McQuin Baron

Personal information
- Born: 27 October 1995 (age 30) Laguna Beach, California
- Height: 203 cm (6 ft 8 in)
- Weight: 104 kg (229 lb)

Sport
- Sport: Water polo
- Position: Goalkeeper
- College team: University of Southern California
- Club: Regency WP Club United Water Polo Club
- Coached by: Chris Segesman (Mater Dei) Jovan Vavic (USC)

Medal record
Representing United States
Pan American Games
| Gold medal – first place | 2015 Toronto | team |

= McQuin Baron =

American water polo player (born 1995)

McQuin Baron (born 27 October 1995) is a former water polo goaltender from the United States who competed for the University of Southern California. He was part of the American team that competed in the water polo tournament at the 2016 Rio de Janeiro Olympics, where the team finished in tenth place.

== Early life ==
McQuin Baron was born one of four children on October 27, 1995 in Laguna Beach, California to father Mike and mother Mindy. He attended Santa Ana, California's Mater Dei High School where he helped lead the team to three California Interscholastic Federation Southern Section titles. At Mater Dei, he was coached by former Olympian and Water Polo Hall of Fame inductee Chris Segesman. Baron was honored as a first team All-CIF and All-League selection. He was a league Most Valuable player in his Senior year in 2013, and a Player of the Year. As an outstanding goaltender, he was credited with a notable 1,200 saves during his four years in High School. In Club play, he competed for the Regency Water Polo Club.
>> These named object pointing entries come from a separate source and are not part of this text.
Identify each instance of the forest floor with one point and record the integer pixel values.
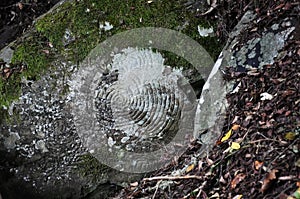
(266, 162)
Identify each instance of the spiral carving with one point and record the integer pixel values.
(138, 101)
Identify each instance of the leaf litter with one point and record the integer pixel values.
(265, 133)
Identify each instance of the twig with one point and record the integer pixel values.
(173, 178)
(199, 190)
(157, 186)
(260, 140)
(287, 177)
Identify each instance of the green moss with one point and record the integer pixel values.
(83, 18)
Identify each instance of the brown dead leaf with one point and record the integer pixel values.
(134, 184)
(237, 179)
(235, 127)
(258, 164)
(189, 168)
(20, 5)
(268, 179)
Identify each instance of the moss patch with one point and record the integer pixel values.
(81, 19)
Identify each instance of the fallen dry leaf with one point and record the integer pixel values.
(237, 197)
(235, 145)
(235, 127)
(134, 184)
(290, 136)
(227, 136)
(258, 164)
(268, 179)
(189, 168)
(237, 179)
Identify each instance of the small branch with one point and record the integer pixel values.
(157, 186)
(172, 178)
(287, 177)
(199, 190)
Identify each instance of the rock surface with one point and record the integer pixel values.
(42, 153)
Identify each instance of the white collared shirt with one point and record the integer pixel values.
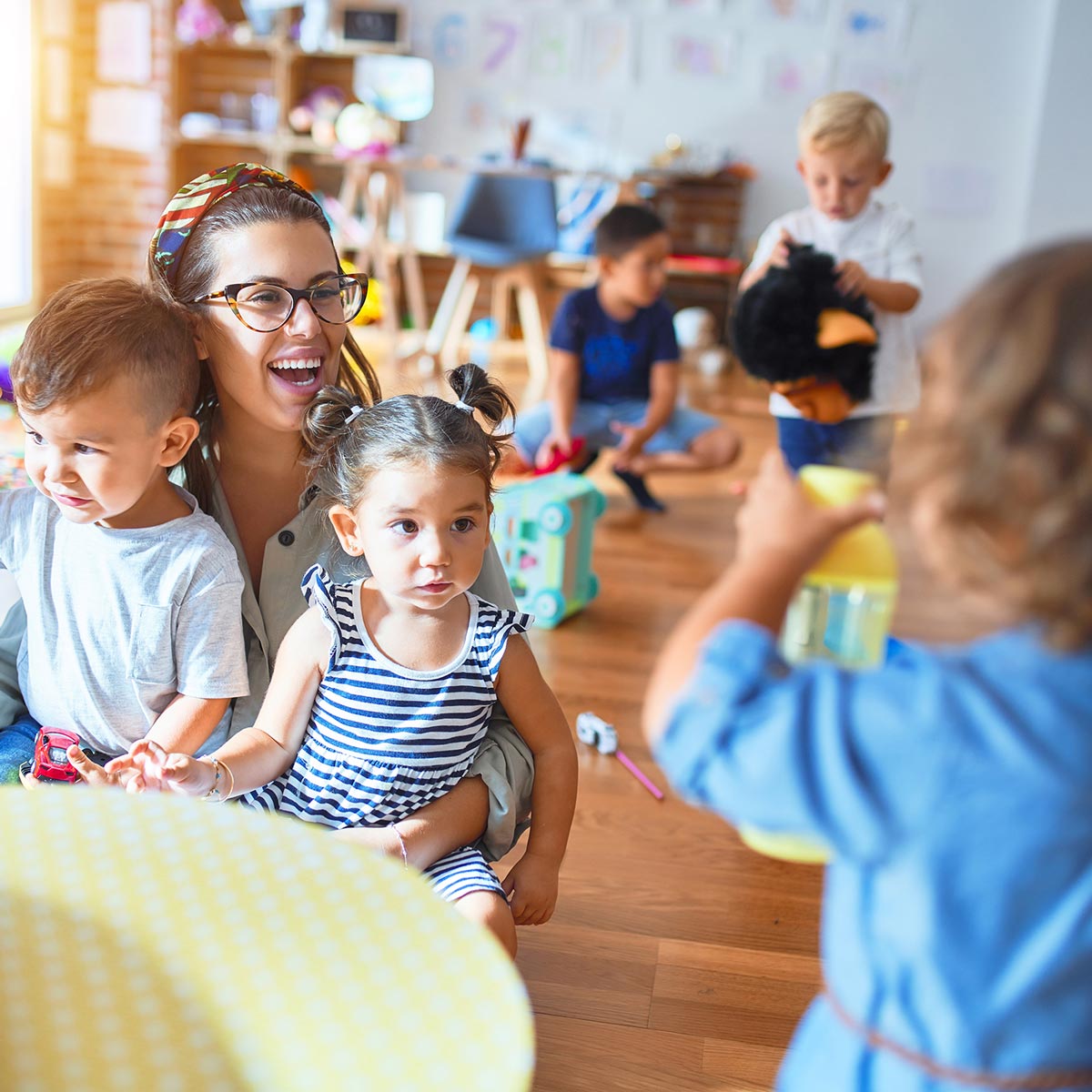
(882, 240)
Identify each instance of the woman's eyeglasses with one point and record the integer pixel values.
(267, 307)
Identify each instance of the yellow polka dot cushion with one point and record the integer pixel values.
(157, 943)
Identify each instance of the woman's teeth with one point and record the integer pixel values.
(299, 372)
== University of Southern California ==
Baron attended the University of Southern California, where as a Junior in 2016, he was honored with the Peter J. Cutino Award, given to the top collegiate water polo player of the year. Playing under Coach Jovan Vavic, the USC water polo team made the finals of the NCAA tournament from 2014 to 2016, and won the National Championship in 2018. As a nationally recognized goalkeeper, Baron was voted the National Player of the Year, and was credited with 247 saves in 2016. In his Sophomore season at USC, he had 282 saves, and earned Second Team All American standing. In his first USC Season, he had 288 saves, a school record, and received Second team All-American honors. He was planning on majoring in urban planning and development at USC.

==2016 Rio Olympics==
Baron participated with the men's Olympic water polo tournament at the 2016 Summer Olympics in Rio de Janeiro, where the U.S. team finished 10th overall, under U.S. Head Olympic Coach Dejan Udovičić, with Serbia taking the Gold, Croatia the silver, and Italy taking the bronze medal. In their second game, the US team lost to Spain with a close a disappointing final score of 10–9, and lost their first game against the strong team from Croatia 7–5. Team Captain Tony Avezedo was a team high scorer.
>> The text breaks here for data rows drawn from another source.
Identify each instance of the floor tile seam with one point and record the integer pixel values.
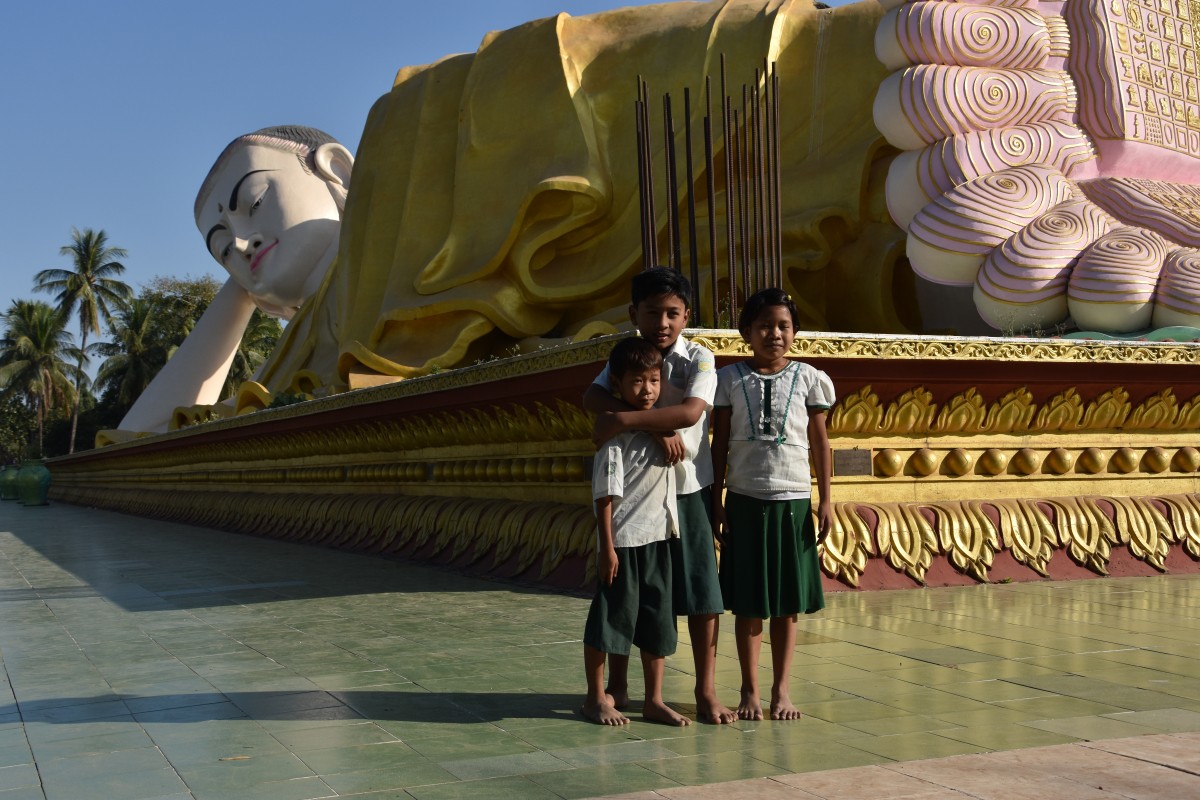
(1135, 757)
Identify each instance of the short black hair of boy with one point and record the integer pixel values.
(634, 354)
(765, 299)
(660, 281)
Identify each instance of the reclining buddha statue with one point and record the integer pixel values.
(1035, 161)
In international competition, as part of the US National team, he participated in the FINA World League Super Final in 2016, and at the Super Finals in 2014 and 2015. He was also on the US National team at the FINA World Aquatic Championships in 2015 and 2017. Baron was part of the US National team that captured a gold medal at the 2015 Pan American Games in Toronto, Canada.